# Pepsi or Coke?



## MastahRiz (Jan 26, 2006)

*COKE.*... especially *VANILLA COKE* 8)


----------



## Natacha (Feb 19, 2006)

Coke please. Pepsi just doesn't cut it for me.


----------



## Rehan (Jan 26, 2006)




----------



## Dr.Eevil (Jan 26, 2006)

i can't tell the difference ! :lol:


----------



## atenolol (Jan 26, 2006)




----------



## purpleprism (Feb 9, 2006)

put me down for coke


----------



## Majid (Jan 28, 2006)

Jamal said:


>


Is it nice?

I've never seen the can version in Pakistan, is it out?

do people drink it?


----------



## atenolol (Jan 26, 2006)

It is nice, it is canned, and people don't drink it...they inhale it.

Amrat cola: for all your anti-American boycotting needs!


----------



## Majid (Jan 28, 2006)

atenolol said:


> It is nice, it is canned, and people don't drink it...they inhale it.
> 
> Amrat cola: for all your anti-American boycotting needs!


cracking stuff.

will love 2 try some inshallah next time when im there.


----------



## Jenny (May 12, 2006)

Hmm well if I can't choose Dr. Pepper, I guess I'd go with Coke!


----------



## Doc_Ammara (May 2, 2006)

Dr. Eevil said:


> i can't tell the difference ! :lol:


xaclty....!anyways,i will go for coke!


----------



## NaNa08 (May 25, 2006)

*Always Coke!!! :lol: *


----------



## Sadia (May 19, 2006)

has to be pepsi..or has my arab friends say BEBZI...


----------



## Smeer (Jan 29, 2006)

Coke. Occasionally Cherry Coke.
It's the healthier choice, 10 less calories/can #yes


----------



## MastahRiz (Jan 26, 2006)

*Vanilla *coke FTW


----------



## mina (Aug 22, 2007)

* well , neither pepsi nor coke but Always mirinda #cool*


----------



## MedGrunt (Feb 21, 2007)

Definitely Coke...gotta love those polar bears! #cool


----------



## taimur (Jul 4, 2006)

coca cola enjoy.........and that fat santa!:happy:


----------



## MastahRiz (Jan 26, 2006)

best thread EVAR


----------



## anticholinesterase (Nov 19, 2007)

lol ...reminiscing?

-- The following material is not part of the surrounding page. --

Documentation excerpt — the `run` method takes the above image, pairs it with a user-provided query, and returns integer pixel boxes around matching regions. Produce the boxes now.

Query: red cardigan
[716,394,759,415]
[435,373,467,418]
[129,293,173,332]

I would say coke if there is a whisky in it .


----------



## Fareeha (Jun 27, 2008)

#confused #eek whats the difference in both, except for the brands?


----------



## studentofmed (Sep 12, 2008)

Bebzi for sure. Coca Cola just tastes weird

On a sidenote, the worst drink I can think of is Dr. Pepper.
I am convinced that it is impossible to naturally like and that people only drink it/aquire a taste for it because they think it's cool- kinda like how it is with booze. Pathetic. 

The same goes for Mr. Pibb.


----------



## *FaarinaKhan* (Jul 31, 2009)

studentofmed said:


> Bebzi for sure. Coca Cola just tastes weird
> 
> On a sidenote, the worst drink I can think of is Dr. Pepper.
> I am convinced that it is impossible to naturally like and that people only drink it/aquire a taste for it because they think it's cool- kinda like how it is with booze. Pathetic.
> ...


I prefer Coca Cola to Pepsi, but I agree with the Dr. Pepper/Mr. Pibb being disgusting. Can't stand root beer either. My favorite drink by far, however, is ginger ale.


----------



## MastahRiz (Jan 26, 2006)

I don't think I've ever had soda that I didn't like.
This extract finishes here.